The search was finished in less than fifteen seconds.

‘Negative,’ Katrine said.

‘Damn,’ Hagen said.

‘We’re not done yet,’ Harry said, studying the plastic bag. ‘There’s no manufacturer’s name on this, but usually Q-tips have a plastic stick and these are wooden. It should be possible to track down the suppliers and the Oslo hotels receiving the supplies.’

‘Hotel supplies,’ Katrine said, and the insect-like fingers were scam-pering again.

‘I have to be off,’ Ståle said, getting up.
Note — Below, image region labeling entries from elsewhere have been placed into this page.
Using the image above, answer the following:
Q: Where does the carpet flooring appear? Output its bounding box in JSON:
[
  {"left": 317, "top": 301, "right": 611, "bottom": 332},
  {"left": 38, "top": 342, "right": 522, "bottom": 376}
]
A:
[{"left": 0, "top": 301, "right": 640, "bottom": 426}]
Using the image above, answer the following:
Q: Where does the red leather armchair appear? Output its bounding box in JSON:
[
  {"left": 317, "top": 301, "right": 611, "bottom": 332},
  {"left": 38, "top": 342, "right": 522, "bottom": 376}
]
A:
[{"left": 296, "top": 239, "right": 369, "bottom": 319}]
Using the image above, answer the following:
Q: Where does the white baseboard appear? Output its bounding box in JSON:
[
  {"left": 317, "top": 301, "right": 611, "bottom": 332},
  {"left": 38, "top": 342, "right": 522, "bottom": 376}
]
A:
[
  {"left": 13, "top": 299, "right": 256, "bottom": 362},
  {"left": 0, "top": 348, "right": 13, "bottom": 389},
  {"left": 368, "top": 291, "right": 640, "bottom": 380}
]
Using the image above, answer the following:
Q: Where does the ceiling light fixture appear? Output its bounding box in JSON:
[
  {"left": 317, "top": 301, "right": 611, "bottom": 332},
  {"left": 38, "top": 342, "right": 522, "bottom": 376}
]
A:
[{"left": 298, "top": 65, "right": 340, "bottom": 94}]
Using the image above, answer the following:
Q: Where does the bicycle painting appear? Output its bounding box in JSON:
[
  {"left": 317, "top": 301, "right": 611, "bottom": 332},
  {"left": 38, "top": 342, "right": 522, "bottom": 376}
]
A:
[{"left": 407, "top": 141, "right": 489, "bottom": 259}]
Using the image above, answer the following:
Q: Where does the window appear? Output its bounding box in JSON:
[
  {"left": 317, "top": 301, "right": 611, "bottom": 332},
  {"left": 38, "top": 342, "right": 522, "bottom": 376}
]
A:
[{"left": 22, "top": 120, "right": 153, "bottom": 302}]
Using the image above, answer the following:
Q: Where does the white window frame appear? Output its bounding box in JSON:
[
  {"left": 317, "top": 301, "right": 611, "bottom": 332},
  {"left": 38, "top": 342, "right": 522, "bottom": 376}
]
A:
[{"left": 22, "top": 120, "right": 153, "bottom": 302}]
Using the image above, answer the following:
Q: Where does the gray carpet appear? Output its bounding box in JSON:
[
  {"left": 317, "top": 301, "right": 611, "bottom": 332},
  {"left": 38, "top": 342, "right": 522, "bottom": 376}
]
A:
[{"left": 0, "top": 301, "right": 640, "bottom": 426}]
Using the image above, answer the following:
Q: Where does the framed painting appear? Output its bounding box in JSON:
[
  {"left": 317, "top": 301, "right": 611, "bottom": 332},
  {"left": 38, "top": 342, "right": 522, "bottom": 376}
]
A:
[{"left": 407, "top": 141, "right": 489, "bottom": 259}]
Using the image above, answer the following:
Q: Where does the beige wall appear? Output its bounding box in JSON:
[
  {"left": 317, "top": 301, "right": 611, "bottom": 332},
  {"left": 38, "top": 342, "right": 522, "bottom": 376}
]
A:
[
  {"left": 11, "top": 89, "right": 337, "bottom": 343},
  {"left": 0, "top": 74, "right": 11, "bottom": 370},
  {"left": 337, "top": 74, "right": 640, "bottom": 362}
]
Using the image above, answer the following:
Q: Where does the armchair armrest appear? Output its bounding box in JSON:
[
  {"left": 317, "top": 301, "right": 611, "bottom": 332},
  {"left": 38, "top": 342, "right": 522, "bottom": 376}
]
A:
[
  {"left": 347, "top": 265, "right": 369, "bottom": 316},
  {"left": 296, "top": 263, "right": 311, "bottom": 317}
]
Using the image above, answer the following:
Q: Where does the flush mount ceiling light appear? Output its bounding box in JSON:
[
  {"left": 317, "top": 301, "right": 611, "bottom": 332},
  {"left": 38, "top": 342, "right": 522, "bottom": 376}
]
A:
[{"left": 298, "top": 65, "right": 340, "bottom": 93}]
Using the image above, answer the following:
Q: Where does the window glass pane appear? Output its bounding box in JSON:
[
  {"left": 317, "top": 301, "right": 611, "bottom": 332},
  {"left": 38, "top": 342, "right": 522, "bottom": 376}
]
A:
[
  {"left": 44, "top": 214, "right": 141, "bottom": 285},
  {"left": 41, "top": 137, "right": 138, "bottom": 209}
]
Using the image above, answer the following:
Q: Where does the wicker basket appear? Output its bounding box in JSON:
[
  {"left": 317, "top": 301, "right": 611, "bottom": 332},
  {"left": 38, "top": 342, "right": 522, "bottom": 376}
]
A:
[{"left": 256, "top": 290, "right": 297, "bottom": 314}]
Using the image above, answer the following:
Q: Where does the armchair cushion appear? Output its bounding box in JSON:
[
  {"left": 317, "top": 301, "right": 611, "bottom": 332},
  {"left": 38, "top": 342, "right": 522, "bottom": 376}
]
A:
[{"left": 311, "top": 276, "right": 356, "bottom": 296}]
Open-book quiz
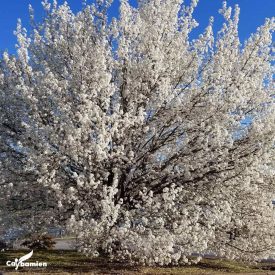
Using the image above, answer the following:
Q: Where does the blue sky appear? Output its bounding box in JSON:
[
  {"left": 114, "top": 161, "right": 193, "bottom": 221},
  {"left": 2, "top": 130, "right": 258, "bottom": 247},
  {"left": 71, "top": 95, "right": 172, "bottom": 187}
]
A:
[{"left": 0, "top": 0, "right": 275, "bottom": 53}]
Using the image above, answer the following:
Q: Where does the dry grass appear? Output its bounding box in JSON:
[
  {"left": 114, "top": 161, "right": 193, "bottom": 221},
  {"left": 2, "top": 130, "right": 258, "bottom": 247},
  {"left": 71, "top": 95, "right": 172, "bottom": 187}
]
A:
[{"left": 0, "top": 250, "right": 275, "bottom": 275}]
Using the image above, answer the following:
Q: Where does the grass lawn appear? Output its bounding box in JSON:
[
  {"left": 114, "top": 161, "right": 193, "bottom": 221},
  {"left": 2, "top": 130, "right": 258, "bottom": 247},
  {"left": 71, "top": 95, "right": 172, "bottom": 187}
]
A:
[{"left": 0, "top": 250, "right": 275, "bottom": 275}]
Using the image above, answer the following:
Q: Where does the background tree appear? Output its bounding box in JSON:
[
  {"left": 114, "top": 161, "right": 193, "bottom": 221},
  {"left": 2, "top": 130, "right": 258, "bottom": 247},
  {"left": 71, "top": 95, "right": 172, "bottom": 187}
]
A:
[{"left": 1, "top": 0, "right": 275, "bottom": 265}]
‘I’ll see you out,’ Harry said.

‘You won’t find him,’ Ståle said, outside Police HQ, looking down over Bots Park, which lay bathed in cold, sharp spring light.

We, don’t you mean?’

‘Maybe,’ Ståle sighed. ‘I don’t exactly feel I’m making much of a contribution.’

‘Contribution?’ Harry said. ‘You got us Valentin all on your own.’

‘He escaped.’

‘His alias is out in the open. We’re getting closer. Why don’t you think we’ll catch him?’

‘You saw him yourself. What do you think?’

Harry nodded. ‘He said he went to you because you’d done a psychological assessment of him. At the time you concluded he was of sound mind in a legal sense, didn’t you?’

‘Yes, but, as you know, people with serious personality disorders can be convicted.’

‘What you were after was extreme schizophrenia, psychosis, at the time of the act and so on, wasn’t it?’

‘Yes.’

‘But he could have been a manic-depressive or a psychopath. Correction, bipolar II or a sociopath.’

‘The correct term now is dissocial.’ Ståle accepted the cigarette Harry passed him.

Harry lit them both. ‘It’s good he goes to you even though he knows you work for the cops. But that he continues even after realising you’re involved in the hunt for him?’